La deuxième hypothèse testée concerne le rôle de l’iconicité dans ce processus. Cette hypothèse postule que l’iconicité facilite le traitement en raison de son caractère global. Nous partons de l’idée que le traitement des unités polylexicales se fait en fonction de certaines caractéristiques comme la transparence ou l’opacité sémantique. La notion de non compositionnalité des expressions renvoie à une stratégie d’appréhension d’ordre holistique et de traitement global dont l’expression idiomatique est l’exemple. Cette non compositionnalité est dans notre corpus le résultat de l’iconicité. Nous nous attendons à ce que les expressions figées plus iconiques soient mieux encodées et reconnues plus rapidement que les non iconiques.

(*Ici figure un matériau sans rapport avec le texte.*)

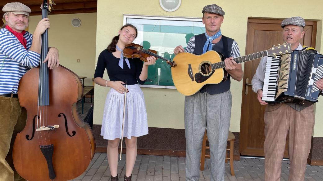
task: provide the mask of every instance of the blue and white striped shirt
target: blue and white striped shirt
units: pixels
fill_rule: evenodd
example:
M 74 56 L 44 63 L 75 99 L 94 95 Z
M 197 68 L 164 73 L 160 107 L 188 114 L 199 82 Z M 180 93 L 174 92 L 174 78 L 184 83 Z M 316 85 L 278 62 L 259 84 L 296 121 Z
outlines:
M 28 51 L 33 35 L 26 32 L 27 49 L 6 29 L 0 29 L 0 94 L 17 93 L 20 79 L 29 67 L 39 64 L 40 55 Z
M 212 46 L 214 44 L 212 43 Z M 191 38 L 187 43 L 187 45 L 185 49 L 185 52 L 193 53 L 195 49 L 195 36 L 193 36 Z M 231 50 L 231 56 L 235 58 L 240 56 L 240 50 L 238 46 L 238 43 L 235 40 L 233 41 L 232 48 Z

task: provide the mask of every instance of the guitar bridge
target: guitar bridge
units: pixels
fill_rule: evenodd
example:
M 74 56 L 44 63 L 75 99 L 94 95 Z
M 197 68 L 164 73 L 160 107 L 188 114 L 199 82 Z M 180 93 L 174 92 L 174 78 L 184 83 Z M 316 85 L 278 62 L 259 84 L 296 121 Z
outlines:
M 190 64 L 188 64 L 188 69 L 187 70 L 187 73 L 188 73 L 188 76 L 190 76 L 191 79 L 192 80 L 192 81 L 194 81 L 194 78 L 193 76 L 193 71 L 192 71 L 192 66 Z

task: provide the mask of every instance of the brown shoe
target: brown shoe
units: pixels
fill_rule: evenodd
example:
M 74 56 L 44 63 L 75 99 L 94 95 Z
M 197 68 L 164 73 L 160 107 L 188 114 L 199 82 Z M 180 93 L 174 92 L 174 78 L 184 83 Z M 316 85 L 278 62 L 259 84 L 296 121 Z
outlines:
M 119 175 L 117 174 L 117 176 L 111 176 L 111 178 L 110 179 L 111 181 L 118 181 L 118 177 L 119 177 Z
M 131 176 L 132 175 L 130 175 L 130 176 L 127 177 L 126 176 L 126 174 L 124 174 L 124 181 L 131 181 Z

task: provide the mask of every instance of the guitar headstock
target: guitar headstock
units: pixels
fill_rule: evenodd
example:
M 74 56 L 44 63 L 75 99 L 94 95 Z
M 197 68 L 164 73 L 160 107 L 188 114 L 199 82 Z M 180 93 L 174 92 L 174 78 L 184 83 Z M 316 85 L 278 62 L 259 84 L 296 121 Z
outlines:
M 42 9 L 46 9 L 49 12 L 51 12 L 52 9 L 53 10 L 55 10 L 53 8 L 53 5 L 56 5 L 54 0 L 44 0 L 40 8 Z
M 273 46 L 267 51 L 268 56 L 276 56 L 293 52 L 290 43 L 284 43 L 281 45 L 279 44 L 277 46 L 273 45 Z

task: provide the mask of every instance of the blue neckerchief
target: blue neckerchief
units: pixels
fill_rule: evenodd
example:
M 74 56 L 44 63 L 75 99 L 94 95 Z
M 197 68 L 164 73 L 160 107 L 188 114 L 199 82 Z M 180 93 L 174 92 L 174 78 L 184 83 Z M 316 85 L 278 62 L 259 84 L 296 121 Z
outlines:
M 212 41 L 214 39 L 216 39 L 221 36 L 221 29 L 219 29 L 219 31 L 213 35 L 212 36 L 209 36 L 207 33 L 205 33 L 205 36 L 206 37 L 206 42 L 204 44 L 203 47 L 203 53 L 204 53 L 209 50 L 212 50 Z
M 129 63 L 129 60 L 127 58 L 124 58 L 123 57 L 123 53 L 122 52 L 123 50 L 121 50 L 120 48 L 119 48 L 118 45 L 116 45 L 116 49 L 120 51 L 121 52 L 121 54 L 120 55 L 120 59 L 119 60 L 119 63 L 118 64 L 119 66 L 120 66 L 121 68 L 123 69 L 123 59 L 124 59 L 124 60 L 126 61 L 126 63 L 127 63 L 127 64 L 128 65 L 128 67 L 129 68 L 130 68 L 130 64 Z

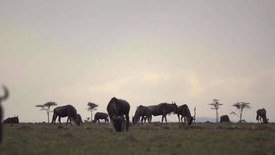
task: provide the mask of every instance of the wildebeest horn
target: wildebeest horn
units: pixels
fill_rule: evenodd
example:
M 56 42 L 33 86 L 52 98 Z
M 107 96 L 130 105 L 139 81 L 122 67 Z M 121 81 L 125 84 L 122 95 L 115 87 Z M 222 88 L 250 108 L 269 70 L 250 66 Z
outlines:
M 4 85 L 2 86 L 2 88 L 3 89 L 5 94 L 3 96 L 0 96 L 0 101 L 4 100 L 9 97 L 9 90 L 8 90 L 8 88 L 7 88 L 7 87 L 6 87 L 6 86 Z

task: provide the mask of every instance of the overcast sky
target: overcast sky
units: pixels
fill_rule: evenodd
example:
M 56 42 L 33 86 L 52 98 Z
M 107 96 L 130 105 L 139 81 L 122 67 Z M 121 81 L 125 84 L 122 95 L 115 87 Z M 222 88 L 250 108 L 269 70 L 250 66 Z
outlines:
M 244 101 L 243 119 L 264 108 L 275 122 L 274 2 L 0 1 L 4 118 L 46 121 L 34 106 L 53 101 L 86 118 L 88 102 L 106 112 L 115 96 L 131 116 L 173 100 L 215 117 L 218 98 L 220 116 L 237 120 L 231 106 Z

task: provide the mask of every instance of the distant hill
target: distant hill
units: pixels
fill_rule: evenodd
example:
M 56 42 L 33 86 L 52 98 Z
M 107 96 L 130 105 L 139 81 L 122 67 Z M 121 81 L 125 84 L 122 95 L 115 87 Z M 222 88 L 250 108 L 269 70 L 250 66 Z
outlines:
M 213 117 L 198 117 L 196 118 L 196 122 L 205 122 L 207 121 L 209 121 L 210 122 L 215 122 L 216 118 Z M 219 121 L 219 119 L 218 120 Z

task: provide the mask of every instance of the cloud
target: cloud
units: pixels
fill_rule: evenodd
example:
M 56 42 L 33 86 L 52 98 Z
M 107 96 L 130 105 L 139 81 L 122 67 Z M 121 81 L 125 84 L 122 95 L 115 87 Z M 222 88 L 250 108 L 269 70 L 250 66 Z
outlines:
M 122 85 L 128 83 L 133 79 L 133 77 L 129 76 L 125 78 L 122 78 L 120 80 L 107 82 L 98 86 L 93 86 L 91 88 L 92 91 L 98 91 L 102 92 L 114 92 L 120 89 Z
M 188 84 L 191 87 L 190 94 L 196 95 L 200 94 L 203 91 L 203 88 L 198 77 L 192 73 L 188 79 Z
M 160 75 L 158 73 L 141 72 L 140 73 L 141 80 L 143 81 L 152 81 L 158 83 L 160 79 Z

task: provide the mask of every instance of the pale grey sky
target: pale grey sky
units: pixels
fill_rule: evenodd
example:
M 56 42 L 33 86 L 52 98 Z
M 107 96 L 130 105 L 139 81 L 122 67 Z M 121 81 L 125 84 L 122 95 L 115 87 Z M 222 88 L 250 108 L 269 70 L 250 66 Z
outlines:
M 174 100 L 214 117 L 207 104 L 218 98 L 220 115 L 249 102 L 244 119 L 256 121 L 264 108 L 274 122 L 274 1 L 0 1 L 0 83 L 11 92 L 4 117 L 46 121 L 34 106 L 54 101 L 86 118 L 88 102 L 106 112 L 116 96 L 130 103 L 130 115 L 140 105 Z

Le croisement entre ces deux paramètres donne quatre catégories différentes de locutions nominales, répertoriées comme suit dans l’expérience:

A. Locutions nominales totalement figées et totalement iconiques (F+/I+) : la bête noire, l’or

noir, etc.

B. Locutions nominales totalement figées et non iconiques (F+/I-) : l’argent facile, l’esprit

vif, etc.

C. Locutions nominales moins figées et totalement iconiques (F-/I+) : le maillon faible, la

grosse tête, etc.

D. Locutions nominales moins figées et non iconiques (F-/I-) : la note éliminatoire, les

bonnes causes, etc.

Dans la perspective de l’hypothèse d’un traitement global, la combinaison entre le figement total et l’iconicité totale, c’est à dire les séquences offrant un degré fort de figement et d’iconicité (F+/I+) devraient être plus rapidement encodées et mieux reconnues que celles appartenant aux autres classes (mentionnées ci-dessus). Nous pouvons nous demander aussi si l’iconicité qui crée grâce à l’expression tropique une image, a plus de poids sur le traitement de ces séquences que le figement. L’iconicité serait ainsi inscrite comme telle dans le lexique mental. Les expressions totalement iconiques et dont le figement est partiel devraient être en ce cas mieux reconnues que les expressions totalement figées et non iconiques. Les séquences appartenant à la quatrième catégorie (F-/I-) devraient être les moins mémorisées et donc les moins rapidement encodées et les moins reconnues puisqu’elles se rapprochent des expressions libres.

Cependant, nous gardons à l’esprit que d’autres facteurs peuvent agir sur le traitement des expressions figées, comme la fréquence et la familiarité de la séquence concernée. La littérature sur le traitement cognitif du langage, a mis en évidence l’importance de ces facteurs dans la reconnaissance des mots et essentiellement des unités lexicales complexes. D’après Ellis (2002a) et Ellis (2002b), les combinaisons fréquentes ont un potentiel fort de devenir des séquences préfabriquées dans notre lexique mental. Cette idée est liée à celle de fluidité verbale. L’utilisation d’une séquence préfabriquée aurait comme conséquence une plus grande fluidité par rapport à la production d’une séquence semblable qui n’est pas préfabriquée. Ces caractéristiques font donc que l’emploi d’une séquence qui est mémorisée aura comme résultat la rapidité et la facilité. Ces caractéristiques psychologiques qui ne sont pas directement observables mettent en évidence les effets de fréquence et la notion de traitement holistique.